HP XC System Software Administration Guide Version 3.2

7 Monitoring the System

System monitoring can identify situations before they become problems. This chapter addresses

the following topics:

• “Monitoring Tools” (page 87)

• “Monitoring Strategy” (page 88)

• “Displaying System Environment Data” (page 89)

• “Monitoring Disks” (page 90)

• “Displaying System Statistics” (page 90)

• “Logging Node Events” (page 92)

• “The collectl Utility” (page 94)

• “HP Graph” (page 97)

• “The resmon Utility” (page 101)

• “The netdump and crash Utilities” (page 102)

7.1 Monitoring Tools

Tools for monitoring the HP XC System Software include the following:

• Standard Linux monitoring commands:

— ps

— sar

— top

— uptime

— vmstat

— w

You can use these administrative commands from any node to determine the health of an

individual node. Information for these commands is available from their corresponding

manpages.

• Utilities developed by HP:

— The collectl utility. See “The collectl Utility” (page 94) for more information.
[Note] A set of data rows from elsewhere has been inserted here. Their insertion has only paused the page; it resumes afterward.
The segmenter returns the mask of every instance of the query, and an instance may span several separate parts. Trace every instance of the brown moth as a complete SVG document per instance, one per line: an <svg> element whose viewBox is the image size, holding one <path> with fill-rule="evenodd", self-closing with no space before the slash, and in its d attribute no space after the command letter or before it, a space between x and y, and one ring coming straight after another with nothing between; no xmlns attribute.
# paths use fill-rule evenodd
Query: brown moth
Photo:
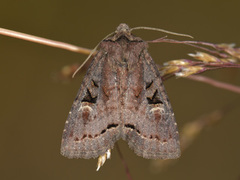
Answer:
<svg viewBox="0 0 240 180"><path fill-rule="evenodd" d="M65 124L63 156L97 158L120 138L144 158L180 156L174 113L147 48L126 24L100 43Z"/></svg>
— The HP XC shownode metrics command, which can be issued from any node in the

HP XC system, provides the ability to monitor the status of all the nodes in the system.

These arguments to the shownode metrics command monitor the node status:

◦ shownode metrics cpus

◦ shownode metrics cputotals

◦ shownode metrics load

◦ shownode metrics mem

◦ shownode metrics paging

◦ shownode metrics sensors

◦ shownode metrics swap

For more information, see “Displaying System Statistics” (page 90) and shownode(8).

• Externally developed software:

— The Nagios Web-based utility displays a series of windows that provide system statistics.

Chapter 8 (page 105) discusses Nagios.

— Supermon is a highly scalable, high-speed cluster monitoring system. Supermon provides

all required node statistics to the Nagios subsystem. System statistics are tiered,

aggregated, and stored in the configuration and management database (CMDB)s.

7.1 Monitoring Tools 87